François Ozon nos recuerda la tragedia y lo absurdo de la guerra -en este caso, de la Primera Guerra Mundial- para mostrarnos lo único que importa en ellas: las gentes. Las que deben ejecutarla, vivirla, sufrirla.
Y para hacerlo, no construye un panfleto sino una hermosa obra melodramática y poética -a caballo entre Alemania y Francia, entre el resentimiento alemán y el resentimiento francés- que acaba por decirnos que el dolor, la pérdida y la culpa no tienen una sola patria: son universales.
Son tiempos de posguerra, de la que transcurrió entre 1914 y 1918. En una pequeña aldea alemana, Anna (Paula Beer) visita todos los días la tumba de su antiguo prometido, Frantz, muerto al frente en Francia. Así, hasta que un día ve a un hombre que llora frente al sepulcro de su amado. Se trata de Adrien (Pierre Niney), un joven exsoldado francés que resulta ser alguien que sabe mucho sobre Frantz. La presencia del chico en esta comunidad levantará costras aún no completamente secas y acabará por trastocar la vida de Anna.
Profunda e intensa, esta película francesa brinda una mirada íntima y cercana al universo de la guerra, por un lado, y al de los personajes de su relato, por otro: el exsoldado que carga una culpa más grande que la que puede soportar, los padres que apenas sobreviven al hijo que ya no está, la prometida que no se sobrepone a la pérdida.
También ofrece una mirada, ausente de acartonadas moralinas, a las mentiras necesarias. A la mentira como salvoconducto y paliativo.
Y todo esto bajo la fina costura de un melodrama moldeado con respeto y grandeza.

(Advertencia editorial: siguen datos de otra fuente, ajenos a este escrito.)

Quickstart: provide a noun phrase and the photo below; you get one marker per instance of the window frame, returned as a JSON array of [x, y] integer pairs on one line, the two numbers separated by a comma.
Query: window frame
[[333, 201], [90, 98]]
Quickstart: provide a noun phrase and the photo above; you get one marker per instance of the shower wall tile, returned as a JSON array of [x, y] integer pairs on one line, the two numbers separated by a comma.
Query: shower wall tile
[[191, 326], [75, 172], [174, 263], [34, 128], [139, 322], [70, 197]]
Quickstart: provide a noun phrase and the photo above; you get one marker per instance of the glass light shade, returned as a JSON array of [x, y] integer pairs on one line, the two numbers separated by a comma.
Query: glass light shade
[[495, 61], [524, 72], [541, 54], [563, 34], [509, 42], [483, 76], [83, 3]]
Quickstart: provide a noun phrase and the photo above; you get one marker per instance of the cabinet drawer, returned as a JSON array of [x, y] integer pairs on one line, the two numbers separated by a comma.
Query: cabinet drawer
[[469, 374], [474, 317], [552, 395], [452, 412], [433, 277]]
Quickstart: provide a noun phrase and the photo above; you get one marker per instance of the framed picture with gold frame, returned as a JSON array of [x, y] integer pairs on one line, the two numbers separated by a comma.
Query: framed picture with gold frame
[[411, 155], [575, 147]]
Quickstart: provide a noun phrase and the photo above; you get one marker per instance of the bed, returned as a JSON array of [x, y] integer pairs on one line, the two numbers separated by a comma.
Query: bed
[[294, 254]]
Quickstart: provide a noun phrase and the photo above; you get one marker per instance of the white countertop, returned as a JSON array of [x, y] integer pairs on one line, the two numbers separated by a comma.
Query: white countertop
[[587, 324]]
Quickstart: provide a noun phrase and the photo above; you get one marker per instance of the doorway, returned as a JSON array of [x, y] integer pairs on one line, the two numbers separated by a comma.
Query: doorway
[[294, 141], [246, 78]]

Una inteligente anécdota; un guión delicado; unas interpretaciones de lujo (Paula Beer merece todos los aplausos); planos, iluminación, fotografía poéticos (los sutiles cambios del blanco y negro al color resultan muy movedores) y una dirección plena de arte hacen de este filme uno de las más contundentes y prolijos en la filmografía de Ozon.
Quien tenga un mínimo de alma sensible, no podrá no salir convulsionado de esta experiencia de visionado.